[Date Prev][Date Next][Thread Prev][Thread Next][Date Index][Thread Index]
Re: shim6 @ NANOG (forwarded note from John Payne) (fwd)
Hi Igor,
It is very nice from you to give us feedback about this...
i will try to comment some of the issues that you mention below...
El 01/03/2006, a las 10:10, Igor Gashinsky escribió:
1) Most connections to content providers (with the exceptions of
long-lived streaming sessions, but those sessions are fairly "few" per
server) are very short-lived http (think about 15 packets in each
direction including the setup/teardown). Since, shim6 (as designed
right
now) does not initiate from the first packet(s), it might not take
effect
for these short-lived sessions, and therefore will not help in case of
failure, so in effect, *does not work* at all for fast http
transactions
First of all i think it is important to remember that the goal of the
SHIM6 protocol is to _preserve_ established sessions through outages.

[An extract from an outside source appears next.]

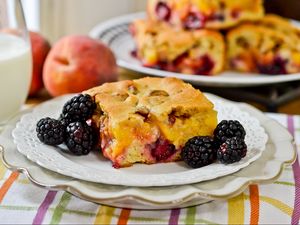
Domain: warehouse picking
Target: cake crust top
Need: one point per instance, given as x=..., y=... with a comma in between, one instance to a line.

However, there are other tools that are being discussed, that would
allow to establish new communication _after_ an outage.
The rationale behind the different tools as i understand it would be
something like the following:
- If two hosts have long lived sessions (that could be a long tcp
session, or many short tcp sessions or a long udp exchange), then it is
likely that it is important for them to preserve this session through
outages. In addition, since the session is long lived, and as the
probability of having an outage affecting the communication raises with
the lifetime of the communication, it seems reasonable to try to
protect the session. Moreover, as the session is long lived, the amount
of packets will be large enough to reduce the effect of the overhead
introduced by the shim context establishment
- However, if two hosts have a short lived session, like a short TCP
connection, the the above conditions are not true. Basically, this
means that since the session is short, then the probability of an
outage affecting this session during its lifetime is reduced. Moreover,
since the session has just been established, and an outage affects it,
the assupmtion is that the host will be willing to retry to establish
the session again. For this there are mechanisms being proposed in
order to allow the hosts to be able to establish new connections n the
case that a failure is affecting one of the available addresses. In
other words, the rationale here is that since the session is short
lived, the host will prefer to take the risk of having to reestablish
the session in the case of an outage rather than paying the shim6
overhead in all its communications (when it is likely that no outage
will affect them). It should also be noted, that as you mention the
patience of the users is quite limited and they are likely to retry if
the connection takes too long, which seems in line with the above case
for retrying to establish the connection. In addition i would like to
point out that because of the time that it may take to reconverge, a
BGP based solution for multihoming does not preserves established
communication through all the outages, especially when you have anxious
users that are willing to hit the reload button.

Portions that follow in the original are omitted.